As if to suggest, with two Jewish captivities and with Calvary above all for historical evidence, that in all dark times a major “comfort of the scriptures” is their assurance that if we too have patience to endure and to plant the right seed, we also may have hope that out of what looks for the moment like tragic evil, God can once more at long last bring forth a final harvest of good.

Even that scriptural assurance is however not Paul’s final word in these matters. His last word is a prayer:

“Now the God of hope fill you with all joy and peace in believing, that ye may abound in hope, in the power of the Holy Spirit” (Rom. 15:13). The God Who speaks to us through Biblical history and witness, speaks to us also directly through our own experience as well; and by His quickening presence within us, reawakens and sustains hope and faith within our own hearts. The result becomes what our contemporary lingo would call a spiritual economy of abundance.

There are two distinctive marks of such religious hope, which distinguish it from the hopefulness that is characteristic of youth, or of an optimistic temperament. One mark is that religious hope does not depend upon, and refuses to be judged by, the outcome of the event or the situation. Failure or sorrow cannot by themselves discount it, any more than success or happiness can confirm it. More important than any outcome is the wisdom and the purpose of God, on which we build our hope, re­gardless of the event. In that will is not only our peace, as Dante said—but our hope.

The other mark of religious hope is that it lives and moves on a two-way street. Like international trade, spiritual fellowship has to travel both ways —else it speedily ceases to move at all. While some American liberals were questioning whether Martin Niemoeller had taken his final anti-Nazi position soon enough or sharply enough, thousands of American Christians were being stirred by his straight-forward confession of a shared sense of guilt and repentance and forgiveness through Christ, to an awakened conviction of their own need, and of our American churches’ need, of repentance and forgiveness—and thus to a deepened sense of ecumenical Christian fellowship. Those who have worked in the post-war youth camps of the Low Countries tell us that the gulfs between racial and religious groups are there so deep and wide, that the “mutual understanding” in which we Americans put so much social faith is not there enough: only where there is some religious sense of forgiveness and of being forgiven, does any bridge toward better human relations become possible.
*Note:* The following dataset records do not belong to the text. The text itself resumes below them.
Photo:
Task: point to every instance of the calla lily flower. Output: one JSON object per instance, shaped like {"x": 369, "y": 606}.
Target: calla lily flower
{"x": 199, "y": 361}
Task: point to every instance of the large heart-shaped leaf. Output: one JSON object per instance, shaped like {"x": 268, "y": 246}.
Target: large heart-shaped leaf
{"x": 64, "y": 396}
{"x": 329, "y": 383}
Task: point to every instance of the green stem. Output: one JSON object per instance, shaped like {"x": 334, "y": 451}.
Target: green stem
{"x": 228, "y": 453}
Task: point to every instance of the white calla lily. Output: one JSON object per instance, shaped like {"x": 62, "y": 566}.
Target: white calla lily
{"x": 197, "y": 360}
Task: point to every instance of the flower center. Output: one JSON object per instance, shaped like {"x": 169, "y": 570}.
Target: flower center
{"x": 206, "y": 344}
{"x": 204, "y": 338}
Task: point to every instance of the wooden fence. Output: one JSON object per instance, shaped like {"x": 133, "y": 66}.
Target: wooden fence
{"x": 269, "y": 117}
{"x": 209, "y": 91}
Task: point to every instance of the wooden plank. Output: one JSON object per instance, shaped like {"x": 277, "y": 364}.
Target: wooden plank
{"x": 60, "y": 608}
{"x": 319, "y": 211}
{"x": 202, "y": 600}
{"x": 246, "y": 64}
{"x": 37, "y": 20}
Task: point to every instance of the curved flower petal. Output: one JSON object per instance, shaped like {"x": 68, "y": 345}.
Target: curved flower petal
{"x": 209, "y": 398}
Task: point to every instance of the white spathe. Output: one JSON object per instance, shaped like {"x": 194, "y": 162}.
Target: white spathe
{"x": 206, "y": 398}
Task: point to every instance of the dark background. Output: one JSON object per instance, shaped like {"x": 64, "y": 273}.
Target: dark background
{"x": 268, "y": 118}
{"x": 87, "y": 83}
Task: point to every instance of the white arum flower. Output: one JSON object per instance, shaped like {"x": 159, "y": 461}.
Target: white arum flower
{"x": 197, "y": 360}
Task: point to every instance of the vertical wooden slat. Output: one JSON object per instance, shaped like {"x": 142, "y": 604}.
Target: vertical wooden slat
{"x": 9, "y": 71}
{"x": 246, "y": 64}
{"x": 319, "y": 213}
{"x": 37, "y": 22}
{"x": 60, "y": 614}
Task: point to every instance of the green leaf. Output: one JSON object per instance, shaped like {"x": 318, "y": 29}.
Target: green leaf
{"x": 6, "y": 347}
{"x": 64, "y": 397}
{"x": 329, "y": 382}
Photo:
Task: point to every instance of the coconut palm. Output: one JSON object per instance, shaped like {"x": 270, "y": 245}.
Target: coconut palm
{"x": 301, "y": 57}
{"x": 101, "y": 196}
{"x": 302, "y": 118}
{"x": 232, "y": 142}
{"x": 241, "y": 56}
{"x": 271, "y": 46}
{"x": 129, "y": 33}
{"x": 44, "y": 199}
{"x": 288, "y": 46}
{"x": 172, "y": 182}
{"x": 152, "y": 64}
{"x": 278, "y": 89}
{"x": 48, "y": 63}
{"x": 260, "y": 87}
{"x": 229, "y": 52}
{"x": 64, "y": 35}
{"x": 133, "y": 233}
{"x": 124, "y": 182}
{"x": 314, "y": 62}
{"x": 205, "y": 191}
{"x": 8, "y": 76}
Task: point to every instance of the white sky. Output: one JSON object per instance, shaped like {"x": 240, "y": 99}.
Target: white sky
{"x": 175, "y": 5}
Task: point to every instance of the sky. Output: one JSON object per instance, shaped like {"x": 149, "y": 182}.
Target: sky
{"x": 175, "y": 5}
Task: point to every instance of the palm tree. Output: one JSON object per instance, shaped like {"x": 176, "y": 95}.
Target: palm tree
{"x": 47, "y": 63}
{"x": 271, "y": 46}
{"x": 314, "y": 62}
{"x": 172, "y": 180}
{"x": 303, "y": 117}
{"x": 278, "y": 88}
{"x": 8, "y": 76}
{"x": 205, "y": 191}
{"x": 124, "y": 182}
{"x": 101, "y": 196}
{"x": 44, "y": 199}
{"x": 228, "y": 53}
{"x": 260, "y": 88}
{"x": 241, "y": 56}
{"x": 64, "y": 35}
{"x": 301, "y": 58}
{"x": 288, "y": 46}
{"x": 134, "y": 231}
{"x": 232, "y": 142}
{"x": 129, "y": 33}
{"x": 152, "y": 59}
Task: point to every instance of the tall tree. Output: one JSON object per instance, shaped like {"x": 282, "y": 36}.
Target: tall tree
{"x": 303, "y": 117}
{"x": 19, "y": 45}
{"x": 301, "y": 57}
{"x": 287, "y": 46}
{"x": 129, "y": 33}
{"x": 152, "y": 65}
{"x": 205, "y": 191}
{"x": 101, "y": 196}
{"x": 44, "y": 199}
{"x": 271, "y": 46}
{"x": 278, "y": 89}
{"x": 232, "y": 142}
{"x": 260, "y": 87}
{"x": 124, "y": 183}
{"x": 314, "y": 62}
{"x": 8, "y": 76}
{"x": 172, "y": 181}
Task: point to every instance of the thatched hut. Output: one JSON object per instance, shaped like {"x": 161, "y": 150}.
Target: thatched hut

Our hope in God becomes then our firmest basis for hope in man—and in our human future.


Charles W. Gilkey (1882–1968) earned his bachelor’s and master’s from Harvard in 1903 and 1904, followed by a doctorate from Union Theological Seminary in 1908 and further studies at Universities of Berlin and Marburg (1908–09), United Free DH College Glasgow (1909–10), New College Edinburgh, and Oxford University (1909–10). He also received honorary doctorates from Williams College (1925), Hillsdale College (1925), Yale University (1927), Brown University (1928), Harvard University (1929). and Colby College (1931). In 1910 the Hyde Park Baptist Church ordained Gilkey as their pastor and he remained there for 18 years. Gilkey acted as a trustee of the University of Chicago from 1919–29. In 1928 he accepted the position of dean of the university’s Rockefeller Memorial Chapel, which he would hold until 1947. He also served as the associate dean of the Divinity School and represented the University in the position of the professor of preaching of the University of Chicago Divinity School at Princeton, Yale, Cornell, Chicago, Toronto, Wellesley, Stanford, Purdue, Harvard, Wellesley, and the University of Washington. The University of Chicago also appointed Gilkey as the Barrows Lecturer to India (1924–25). He retired in June 1947.